The Breakfast Club

March For Our Lives – Washington, DC

by Brule Eagan

These young Americans fighting for gun law reform give me more hope for the future of this country than I had when the year began.

On Saturday, March 24th, we saw the resolve of hundreds of thousands of them, taking part in the “March For Our Lives”.

They were moving, and courageous, and heartbreaking, and inspiring.

Let’s go back a few days earlier, though, to March 14th, a Wednesday, when students from coast-to-coast walked out of class for 17 minutes to honor the victims of the shooting at Marjory Stoneman Douglas High in Parkland, Florida.

Among the thousands of schools that saw walkouts, one in particular stood out.

Pennridge 225
Pennridge 225

Pennridge High in Perkasie, Pennsylvania, near Philadelphia, is a school of just over 2,300 students.

On the day of the walkout, Pennridge students were warned not to take part. They would face punishment if they did.

225 Pennridge students called the administration’s bluff and walked out, anyway.

Well, the school wasn’t bluffing, and assigned all 225 of them detention, to be served on Saturday mornings in smaller groups over the course of several weekends.

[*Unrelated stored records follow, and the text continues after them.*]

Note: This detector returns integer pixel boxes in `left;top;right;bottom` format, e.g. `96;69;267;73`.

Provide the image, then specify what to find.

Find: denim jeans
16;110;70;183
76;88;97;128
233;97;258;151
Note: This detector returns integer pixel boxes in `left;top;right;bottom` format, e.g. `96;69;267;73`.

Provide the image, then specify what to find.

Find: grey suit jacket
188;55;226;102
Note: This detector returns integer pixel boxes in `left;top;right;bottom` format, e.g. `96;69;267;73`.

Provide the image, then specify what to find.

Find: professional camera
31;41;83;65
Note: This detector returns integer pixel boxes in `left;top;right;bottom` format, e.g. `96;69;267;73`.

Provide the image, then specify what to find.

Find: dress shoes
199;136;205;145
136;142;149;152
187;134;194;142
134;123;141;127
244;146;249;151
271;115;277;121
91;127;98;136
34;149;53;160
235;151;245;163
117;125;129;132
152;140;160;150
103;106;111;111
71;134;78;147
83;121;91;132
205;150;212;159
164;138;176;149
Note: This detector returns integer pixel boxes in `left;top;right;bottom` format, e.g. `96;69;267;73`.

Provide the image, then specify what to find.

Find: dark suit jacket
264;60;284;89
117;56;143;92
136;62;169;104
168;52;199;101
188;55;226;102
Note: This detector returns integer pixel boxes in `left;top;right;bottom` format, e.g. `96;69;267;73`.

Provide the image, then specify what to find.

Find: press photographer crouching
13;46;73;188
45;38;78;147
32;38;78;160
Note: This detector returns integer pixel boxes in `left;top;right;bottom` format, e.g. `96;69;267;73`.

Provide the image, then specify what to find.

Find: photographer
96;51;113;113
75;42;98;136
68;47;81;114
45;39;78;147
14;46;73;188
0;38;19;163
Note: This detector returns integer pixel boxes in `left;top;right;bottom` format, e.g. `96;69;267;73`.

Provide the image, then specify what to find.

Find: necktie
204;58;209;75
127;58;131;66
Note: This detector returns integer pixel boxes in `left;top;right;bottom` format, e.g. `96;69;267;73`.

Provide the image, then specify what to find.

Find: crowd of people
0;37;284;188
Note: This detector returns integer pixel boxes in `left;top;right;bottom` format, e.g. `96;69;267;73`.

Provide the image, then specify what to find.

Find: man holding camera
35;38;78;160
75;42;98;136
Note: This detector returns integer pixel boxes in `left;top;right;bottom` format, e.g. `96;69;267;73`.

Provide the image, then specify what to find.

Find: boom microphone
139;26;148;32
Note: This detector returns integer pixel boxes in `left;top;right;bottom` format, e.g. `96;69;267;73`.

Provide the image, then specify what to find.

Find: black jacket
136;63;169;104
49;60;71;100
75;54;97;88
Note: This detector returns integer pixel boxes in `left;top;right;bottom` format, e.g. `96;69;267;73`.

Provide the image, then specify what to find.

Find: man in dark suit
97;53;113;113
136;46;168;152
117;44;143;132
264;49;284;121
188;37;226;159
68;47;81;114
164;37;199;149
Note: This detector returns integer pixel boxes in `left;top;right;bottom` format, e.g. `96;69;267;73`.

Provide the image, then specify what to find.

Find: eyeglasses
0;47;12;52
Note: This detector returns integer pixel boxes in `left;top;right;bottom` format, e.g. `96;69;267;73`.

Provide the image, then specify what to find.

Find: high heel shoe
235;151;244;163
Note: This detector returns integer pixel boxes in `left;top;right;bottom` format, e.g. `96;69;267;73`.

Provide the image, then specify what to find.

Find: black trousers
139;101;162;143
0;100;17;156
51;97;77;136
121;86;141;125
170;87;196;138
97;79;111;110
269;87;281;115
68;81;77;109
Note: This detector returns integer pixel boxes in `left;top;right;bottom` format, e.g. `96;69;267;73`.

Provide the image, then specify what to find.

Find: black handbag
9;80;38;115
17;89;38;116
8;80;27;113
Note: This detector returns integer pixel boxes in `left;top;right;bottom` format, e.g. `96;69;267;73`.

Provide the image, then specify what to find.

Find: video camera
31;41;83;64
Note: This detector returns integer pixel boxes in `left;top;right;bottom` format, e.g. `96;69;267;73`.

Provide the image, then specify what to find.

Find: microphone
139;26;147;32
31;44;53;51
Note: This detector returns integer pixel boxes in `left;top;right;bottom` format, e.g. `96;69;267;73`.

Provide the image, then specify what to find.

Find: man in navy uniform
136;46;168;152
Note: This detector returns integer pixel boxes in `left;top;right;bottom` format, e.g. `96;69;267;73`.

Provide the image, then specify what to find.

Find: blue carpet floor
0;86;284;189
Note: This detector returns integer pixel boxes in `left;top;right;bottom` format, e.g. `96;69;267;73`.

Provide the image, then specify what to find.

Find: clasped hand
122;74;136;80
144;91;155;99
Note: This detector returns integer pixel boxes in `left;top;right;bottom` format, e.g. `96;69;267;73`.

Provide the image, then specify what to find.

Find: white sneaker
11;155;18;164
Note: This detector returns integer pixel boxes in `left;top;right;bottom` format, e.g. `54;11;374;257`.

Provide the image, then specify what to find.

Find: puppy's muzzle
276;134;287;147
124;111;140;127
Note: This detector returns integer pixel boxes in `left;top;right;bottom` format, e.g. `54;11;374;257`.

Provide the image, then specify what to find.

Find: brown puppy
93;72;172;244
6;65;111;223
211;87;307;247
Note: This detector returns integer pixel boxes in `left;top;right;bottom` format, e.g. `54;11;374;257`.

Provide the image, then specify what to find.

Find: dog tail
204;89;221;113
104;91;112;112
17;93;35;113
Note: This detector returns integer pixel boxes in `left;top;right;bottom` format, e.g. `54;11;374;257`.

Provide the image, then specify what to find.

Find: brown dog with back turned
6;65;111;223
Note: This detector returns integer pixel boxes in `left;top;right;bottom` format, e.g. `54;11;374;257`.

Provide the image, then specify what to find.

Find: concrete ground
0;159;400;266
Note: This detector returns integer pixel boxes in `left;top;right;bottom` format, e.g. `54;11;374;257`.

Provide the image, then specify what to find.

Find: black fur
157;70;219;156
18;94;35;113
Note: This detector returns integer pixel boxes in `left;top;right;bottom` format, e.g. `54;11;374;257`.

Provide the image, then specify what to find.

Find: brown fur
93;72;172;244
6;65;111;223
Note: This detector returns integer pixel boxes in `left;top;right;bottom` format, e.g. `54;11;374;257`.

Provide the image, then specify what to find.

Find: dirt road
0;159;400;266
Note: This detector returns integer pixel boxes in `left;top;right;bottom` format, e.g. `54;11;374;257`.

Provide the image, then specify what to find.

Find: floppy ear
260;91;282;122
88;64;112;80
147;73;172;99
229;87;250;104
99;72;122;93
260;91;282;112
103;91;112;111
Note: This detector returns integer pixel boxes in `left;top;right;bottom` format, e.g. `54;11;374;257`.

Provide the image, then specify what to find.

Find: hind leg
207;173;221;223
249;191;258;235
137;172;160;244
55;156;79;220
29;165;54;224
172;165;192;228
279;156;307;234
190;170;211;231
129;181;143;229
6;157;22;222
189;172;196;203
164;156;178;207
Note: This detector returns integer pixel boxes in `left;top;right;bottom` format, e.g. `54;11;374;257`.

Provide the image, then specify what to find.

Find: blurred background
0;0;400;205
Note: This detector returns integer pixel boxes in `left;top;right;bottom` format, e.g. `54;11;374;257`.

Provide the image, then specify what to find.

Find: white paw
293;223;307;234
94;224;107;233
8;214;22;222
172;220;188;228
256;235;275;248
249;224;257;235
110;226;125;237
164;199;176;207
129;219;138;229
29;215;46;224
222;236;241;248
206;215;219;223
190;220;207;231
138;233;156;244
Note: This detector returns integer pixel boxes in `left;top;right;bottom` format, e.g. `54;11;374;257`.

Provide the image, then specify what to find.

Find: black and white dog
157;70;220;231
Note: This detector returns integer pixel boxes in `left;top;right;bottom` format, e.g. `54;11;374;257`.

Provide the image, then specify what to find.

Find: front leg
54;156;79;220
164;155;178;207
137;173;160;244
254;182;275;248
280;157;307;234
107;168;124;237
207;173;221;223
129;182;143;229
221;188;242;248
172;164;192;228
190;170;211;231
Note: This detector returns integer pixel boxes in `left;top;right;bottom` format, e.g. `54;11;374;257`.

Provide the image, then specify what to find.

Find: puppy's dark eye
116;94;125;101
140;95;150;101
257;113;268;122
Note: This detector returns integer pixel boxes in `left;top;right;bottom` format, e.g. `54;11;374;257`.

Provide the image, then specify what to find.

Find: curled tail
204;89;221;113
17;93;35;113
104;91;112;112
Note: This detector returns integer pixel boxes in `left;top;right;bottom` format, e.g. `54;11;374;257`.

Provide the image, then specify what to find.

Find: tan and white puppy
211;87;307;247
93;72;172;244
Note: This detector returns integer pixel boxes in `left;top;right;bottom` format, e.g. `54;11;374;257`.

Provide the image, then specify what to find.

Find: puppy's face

The first 46 arrived on Saturday, March 17th for their two-hour detention.

They decided to spend it by staging another protest.

They sat in a circle, linked arms, remained silent, and each held a piece of paper upon which was the name of one of the Parkland victims.

News of the protest spread through the Twitterverse like fire; one disgruntled man Tweeted “Where are their parents?” Someone instantly responded “Outside with pizza!” The students had the full support of their parents for exercising the rights they actually have. More students have been serving their detentions since then, and will in the weeks ahead.

They’re teaching the adults something in the process: how to be responsible American citizens.